CTDB Performance

From SambaWiki
Revision as of 02:45, 8 October 2021 by MartinSchwenke (talk | contribs) (→‎Record contention: Fix broken heading)

Record contention

CTDB's distributed volatile databases are subject to contention for database records. This can result in performance issues. Contention is most often seen in locking.tdb (and sometimes brlock.tdb). Records in these databases are directly associated with files, so when several nodes contend for access to metadata for a particular file or directory, the associated record(s) are contended and bounce between nodes.

In this situation it is important to understand that CTDB is only involved in creating records and moving them between nodes. smbd looks for a record in the desired TDB and if it determines that the latest version of that record is present on the current node then it uses that record. There are 2 other cases:

  • The record is present but the current node does not have the latest copy
  • The record is not present

In both cases smbd will ask ctdbd to fetch the record. So, when multiple nodes need to access the same record then that record will bounce. This can be expensive.

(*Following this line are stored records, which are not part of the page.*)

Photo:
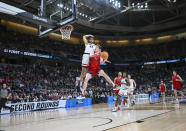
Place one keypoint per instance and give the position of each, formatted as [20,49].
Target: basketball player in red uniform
[163,90]
[176,83]
[94,69]
[117,82]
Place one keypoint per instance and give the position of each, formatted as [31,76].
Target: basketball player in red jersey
[176,83]
[163,90]
[94,69]
[117,82]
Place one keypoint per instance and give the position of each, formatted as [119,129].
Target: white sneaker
[114,110]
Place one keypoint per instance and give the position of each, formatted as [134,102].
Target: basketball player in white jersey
[132,87]
[89,48]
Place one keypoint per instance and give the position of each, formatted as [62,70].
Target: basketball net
[66,32]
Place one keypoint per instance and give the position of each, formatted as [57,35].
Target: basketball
[104,55]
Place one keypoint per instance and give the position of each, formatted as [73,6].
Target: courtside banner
[31,106]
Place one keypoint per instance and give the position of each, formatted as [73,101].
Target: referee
[3,98]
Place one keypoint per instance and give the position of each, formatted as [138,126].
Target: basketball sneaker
[115,109]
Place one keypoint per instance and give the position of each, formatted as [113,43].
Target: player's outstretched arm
[180,79]
[85,39]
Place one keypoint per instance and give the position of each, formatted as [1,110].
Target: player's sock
[113,85]
[81,83]
[177,101]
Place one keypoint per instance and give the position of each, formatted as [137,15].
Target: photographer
[4,95]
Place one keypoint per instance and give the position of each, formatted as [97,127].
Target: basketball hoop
[66,32]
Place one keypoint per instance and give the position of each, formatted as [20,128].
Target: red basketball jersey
[118,81]
[176,84]
[162,87]
[94,64]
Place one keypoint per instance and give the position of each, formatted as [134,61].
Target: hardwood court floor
[153,117]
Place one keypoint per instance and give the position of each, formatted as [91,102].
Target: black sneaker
[11,110]
[133,103]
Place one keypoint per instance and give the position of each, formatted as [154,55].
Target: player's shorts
[94,72]
[116,92]
[123,92]
[177,87]
[131,90]
[85,60]
[162,90]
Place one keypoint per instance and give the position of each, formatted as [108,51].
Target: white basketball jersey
[123,84]
[89,48]
[131,81]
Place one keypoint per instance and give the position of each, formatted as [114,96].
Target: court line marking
[140,119]
[95,111]
[44,120]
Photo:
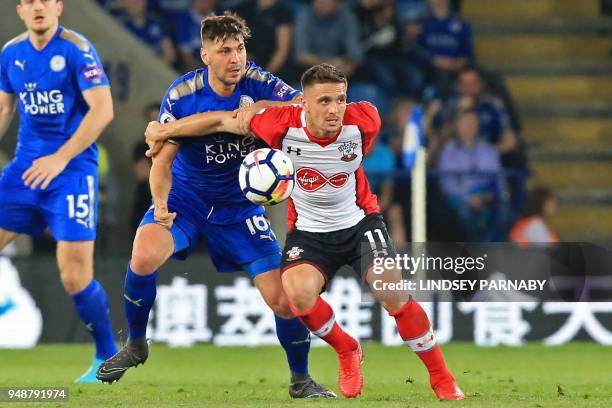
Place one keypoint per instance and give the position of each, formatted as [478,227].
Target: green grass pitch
[575,375]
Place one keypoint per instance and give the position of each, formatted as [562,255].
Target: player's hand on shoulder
[44,170]
[157,132]
[161,214]
[244,115]
[155,135]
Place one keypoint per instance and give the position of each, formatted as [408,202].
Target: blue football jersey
[49,85]
[208,166]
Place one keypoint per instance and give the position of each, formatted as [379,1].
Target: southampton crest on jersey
[245,101]
[348,151]
[294,253]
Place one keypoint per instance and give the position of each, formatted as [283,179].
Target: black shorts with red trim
[356,246]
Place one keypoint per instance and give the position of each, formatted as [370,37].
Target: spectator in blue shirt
[328,32]
[391,65]
[271,24]
[148,29]
[495,125]
[470,176]
[188,32]
[446,39]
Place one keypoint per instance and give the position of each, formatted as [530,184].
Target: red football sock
[415,329]
[320,320]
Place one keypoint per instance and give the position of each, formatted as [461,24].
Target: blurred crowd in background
[407,57]
[401,55]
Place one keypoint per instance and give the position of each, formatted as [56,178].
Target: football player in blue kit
[196,197]
[56,79]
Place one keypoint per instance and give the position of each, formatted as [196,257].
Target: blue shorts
[69,205]
[249,244]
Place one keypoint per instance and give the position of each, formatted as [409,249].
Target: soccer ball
[266,176]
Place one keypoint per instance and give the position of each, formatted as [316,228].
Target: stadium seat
[366,91]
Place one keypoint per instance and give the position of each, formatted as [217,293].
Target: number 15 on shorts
[79,208]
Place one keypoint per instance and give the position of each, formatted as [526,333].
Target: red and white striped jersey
[331,192]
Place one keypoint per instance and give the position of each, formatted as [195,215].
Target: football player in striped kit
[333,217]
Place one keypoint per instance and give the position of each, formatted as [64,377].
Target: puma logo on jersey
[136,302]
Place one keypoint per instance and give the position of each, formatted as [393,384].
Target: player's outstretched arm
[160,181]
[8,103]
[100,114]
[199,124]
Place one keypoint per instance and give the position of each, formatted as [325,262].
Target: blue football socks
[139,296]
[92,306]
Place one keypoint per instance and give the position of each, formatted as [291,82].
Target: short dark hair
[322,74]
[537,198]
[223,27]
[471,68]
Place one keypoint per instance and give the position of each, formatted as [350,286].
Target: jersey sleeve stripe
[74,38]
[187,87]
[21,37]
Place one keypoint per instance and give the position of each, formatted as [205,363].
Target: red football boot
[350,378]
[446,388]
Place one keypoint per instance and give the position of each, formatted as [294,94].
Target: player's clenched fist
[161,214]
[155,135]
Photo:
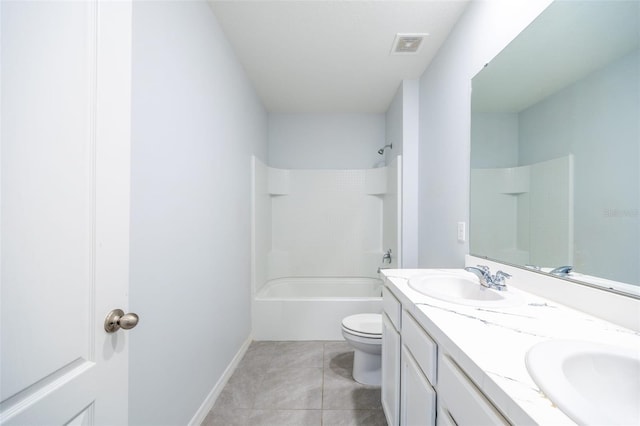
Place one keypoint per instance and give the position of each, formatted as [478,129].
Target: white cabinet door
[418,399]
[65,125]
[390,371]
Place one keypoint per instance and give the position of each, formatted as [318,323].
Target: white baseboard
[211,398]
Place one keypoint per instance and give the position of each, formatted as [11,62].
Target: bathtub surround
[196,124]
[321,223]
[315,230]
[401,127]
[312,308]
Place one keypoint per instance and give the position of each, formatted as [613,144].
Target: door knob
[117,319]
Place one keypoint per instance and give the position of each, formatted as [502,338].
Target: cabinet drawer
[392,307]
[423,348]
[464,401]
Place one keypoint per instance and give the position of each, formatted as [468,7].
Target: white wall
[325,141]
[410,172]
[393,126]
[196,123]
[402,126]
[445,98]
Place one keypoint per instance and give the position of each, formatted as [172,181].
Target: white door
[65,89]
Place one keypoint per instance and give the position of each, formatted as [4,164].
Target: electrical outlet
[462,232]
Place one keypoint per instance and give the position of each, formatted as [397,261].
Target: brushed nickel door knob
[117,319]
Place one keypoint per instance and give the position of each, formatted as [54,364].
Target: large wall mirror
[555,146]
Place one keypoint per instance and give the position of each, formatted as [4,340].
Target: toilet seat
[363,325]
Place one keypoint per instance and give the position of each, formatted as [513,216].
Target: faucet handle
[484,268]
[500,277]
[503,274]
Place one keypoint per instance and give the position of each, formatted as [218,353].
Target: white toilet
[364,333]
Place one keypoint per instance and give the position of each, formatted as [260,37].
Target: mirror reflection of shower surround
[381,150]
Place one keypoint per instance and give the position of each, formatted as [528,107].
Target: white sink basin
[462,288]
[593,384]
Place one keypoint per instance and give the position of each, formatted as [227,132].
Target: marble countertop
[490,344]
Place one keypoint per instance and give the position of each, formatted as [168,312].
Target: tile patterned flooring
[298,384]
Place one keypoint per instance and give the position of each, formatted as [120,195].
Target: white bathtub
[312,308]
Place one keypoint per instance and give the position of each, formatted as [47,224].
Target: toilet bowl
[364,333]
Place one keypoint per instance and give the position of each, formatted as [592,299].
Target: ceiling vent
[407,44]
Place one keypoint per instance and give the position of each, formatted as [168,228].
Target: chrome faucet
[561,271]
[496,281]
[387,257]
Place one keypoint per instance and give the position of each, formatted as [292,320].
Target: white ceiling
[332,56]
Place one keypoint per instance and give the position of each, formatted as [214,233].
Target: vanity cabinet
[421,383]
[418,398]
[391,358]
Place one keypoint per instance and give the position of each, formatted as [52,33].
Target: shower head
[381,150]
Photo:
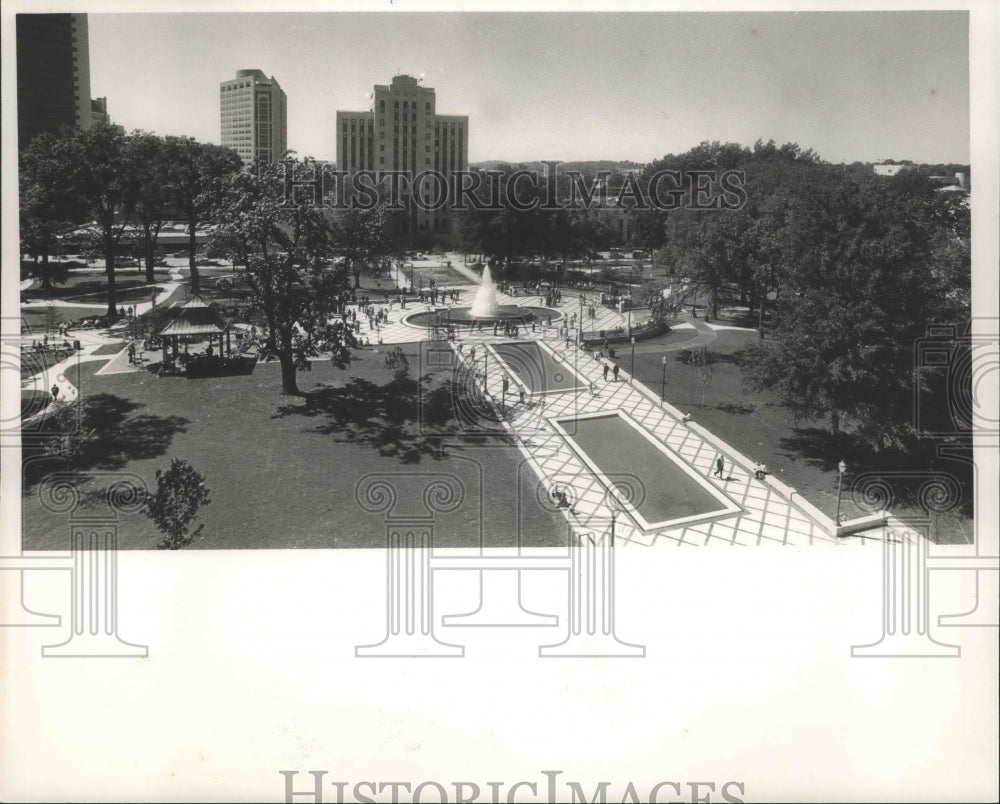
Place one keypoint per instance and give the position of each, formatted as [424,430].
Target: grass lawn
[283,474]
[33,402]
[91,286]
[804,455]
[33,363]
[441,274]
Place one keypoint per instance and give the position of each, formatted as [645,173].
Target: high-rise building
[254,117]
[403,132]
[99,111]
[53,74]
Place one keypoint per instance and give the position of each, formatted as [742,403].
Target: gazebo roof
[196,318]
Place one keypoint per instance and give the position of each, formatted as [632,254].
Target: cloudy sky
[852,86]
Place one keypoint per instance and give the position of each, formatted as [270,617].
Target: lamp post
[632,372]
[615,507]
[841,468]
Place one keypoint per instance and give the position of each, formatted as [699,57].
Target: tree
[100,170]
[153,195]
[196,173]
[285,251]
[703,361]
[47,208]
[180,494]
[861,288]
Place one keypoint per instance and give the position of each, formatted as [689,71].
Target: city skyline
[853,86]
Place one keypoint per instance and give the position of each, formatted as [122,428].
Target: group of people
[433,294]
[395,358]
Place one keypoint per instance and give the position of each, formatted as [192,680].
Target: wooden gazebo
[196,319]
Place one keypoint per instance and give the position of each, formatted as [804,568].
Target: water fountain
[485,309]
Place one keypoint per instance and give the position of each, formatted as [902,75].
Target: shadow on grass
[406,418]
[108,438]
[906,470]
[736,410]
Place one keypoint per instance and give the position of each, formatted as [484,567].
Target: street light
[632,372]
[614,503]
[841,468]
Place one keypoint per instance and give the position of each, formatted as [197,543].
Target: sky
[853,86]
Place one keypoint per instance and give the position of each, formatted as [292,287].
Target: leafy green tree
[173,508]
[861,287]
[285,251]
[152,207]
[196,172]
[47,207]
[101,170]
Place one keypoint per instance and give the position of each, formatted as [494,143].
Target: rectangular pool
[619,450]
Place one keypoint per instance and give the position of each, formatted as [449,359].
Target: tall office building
[254,117]
[53,74]
[404,132]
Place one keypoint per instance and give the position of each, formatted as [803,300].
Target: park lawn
[33,362]
[443,276]
[802,454]
[284,475]
[91,285]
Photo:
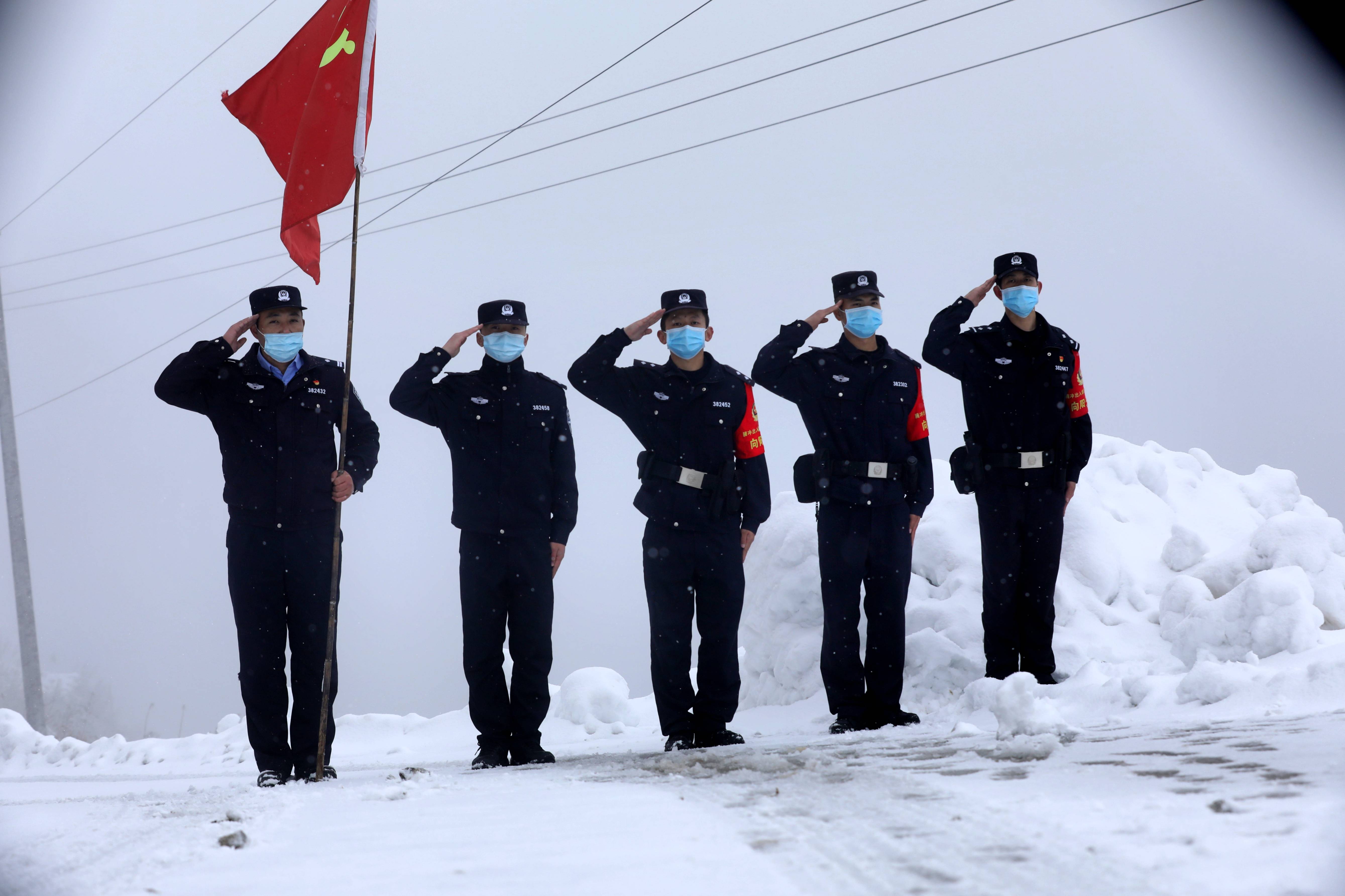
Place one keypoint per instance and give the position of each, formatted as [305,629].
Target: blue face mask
[687,342]
[1021,301]
[283,346]
[864,322]
[503,346]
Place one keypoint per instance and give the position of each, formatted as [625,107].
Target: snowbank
[1180,582]
[1184,591]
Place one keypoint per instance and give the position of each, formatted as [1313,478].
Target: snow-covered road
[1243,806]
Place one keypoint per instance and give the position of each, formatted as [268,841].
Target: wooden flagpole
[34,705]
[321,765]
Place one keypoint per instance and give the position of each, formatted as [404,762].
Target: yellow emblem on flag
[342,44]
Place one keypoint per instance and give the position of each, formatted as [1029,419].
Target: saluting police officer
[1028,438]
[276,411]
[872,478]
[705,490]
[516,502]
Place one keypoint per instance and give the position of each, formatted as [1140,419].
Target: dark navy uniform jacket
[697,420]
[509,435]
[856,405]
[1020,391]
[278,441]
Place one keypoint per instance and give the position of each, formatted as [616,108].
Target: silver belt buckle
[691,478]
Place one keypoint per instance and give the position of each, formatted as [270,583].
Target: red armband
[747,441]
[1077,397]
[918,426]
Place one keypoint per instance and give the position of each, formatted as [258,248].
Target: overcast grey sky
[1180,181]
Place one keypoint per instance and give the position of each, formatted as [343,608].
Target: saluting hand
[643,327]
[980,292]
[455,342]
[235,336]
[342,486]
[820,317]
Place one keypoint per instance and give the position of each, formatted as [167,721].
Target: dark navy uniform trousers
[506,583]
[1021,531]
[695,574]
[280,586]
[871,546]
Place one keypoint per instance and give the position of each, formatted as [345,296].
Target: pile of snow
[23,749]
[595,699]
[1180,582]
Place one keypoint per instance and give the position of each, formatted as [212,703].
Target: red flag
[310,108]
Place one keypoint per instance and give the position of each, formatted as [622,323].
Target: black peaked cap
[1012,262]
[269,298]
[855,283]
[675,299]
[502,311]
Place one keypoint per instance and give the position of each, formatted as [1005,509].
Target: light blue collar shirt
[287,375]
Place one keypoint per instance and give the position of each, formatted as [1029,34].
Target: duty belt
[1020,459]
[681,475]
[867,469]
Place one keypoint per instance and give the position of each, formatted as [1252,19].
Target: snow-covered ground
[1196,745]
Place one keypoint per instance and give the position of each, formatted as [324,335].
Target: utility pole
[35,707]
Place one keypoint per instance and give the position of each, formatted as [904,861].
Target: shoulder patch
[739,375]
[541,376]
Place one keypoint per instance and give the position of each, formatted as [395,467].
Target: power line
[450,171]
[539,113]
[136,116]
[665,155]
[498,162]
[475,141]
[775,124]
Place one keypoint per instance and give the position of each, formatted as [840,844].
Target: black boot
[272,780]
[528,751]
[717,738]
[490,754]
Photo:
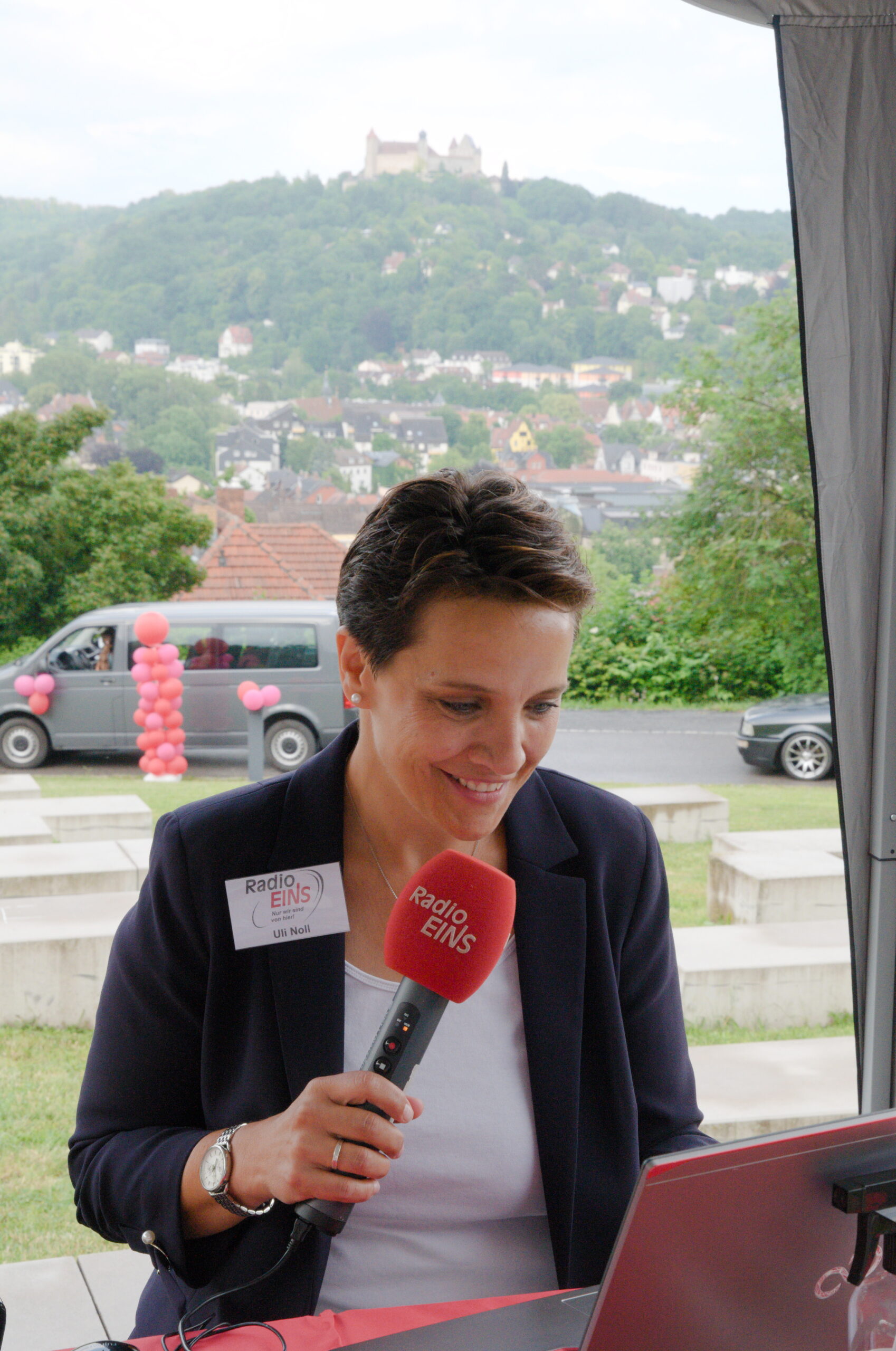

Log messages indicating poor performance

Log messages like the following are an indicator of performance problems:

 db_ctdb_fetch_locked for /var/cache/dbdir/volatile/locking.tdb.N key ABCDEFBC2A66F9AD1C55142C290000000000000000000000, chain 62588 needed 1 attempts, X milliseconds, chainlock: Y ms, CTDB Z ms

If Z is large (multiple seconds, particularly tens of seconds) then CTDB took a long time to fetch the record from another node.

Aside: Stuck smbd processes

If Z is even larger (hundreds or thousands of seconds) then this can indicate that an smbd process on a node is stuck in D state, probably in a cluster filesystem system call, while holding a TDB lock. In this case the above db_ctdb_fetch_locked messages may not even be seen because a record is never successfully fetched. In this case, one or more repeated message like the following may be seen:

 Unable to get RECORD lock on database locking.tdb for X seconds

A very large value of X (hundreds or thousands of seconds) indicates a serious problem.

This can be confirmed by finding a long-running smbd process in D state and obtaining a kernel stack trace (on Linux, /proc/<pid>/stack). See the documentation for the [database] lock debug script ctdb.conf(5) option for an automated way of debugging this (when robust mutexes are in use, which is the modern Samba default, this automated method only works on versions >= 4.15).

As hinted at above, the usual reason for this type of problem is a cluster filesystem issue.

Hot records

ctdb dbstatistics locking.tdb

Workarounds

Deliberately breaking lock coherency

Discussion of deliberately but carefully breaking lock coherency using:

 fileid:algorithm = fsname_norootdir

or even:

 fileid:algorithm = fsname_nodirs

See vfs_fileid(8). This needs to be carefully considered and understood to avoid filesystem corruption.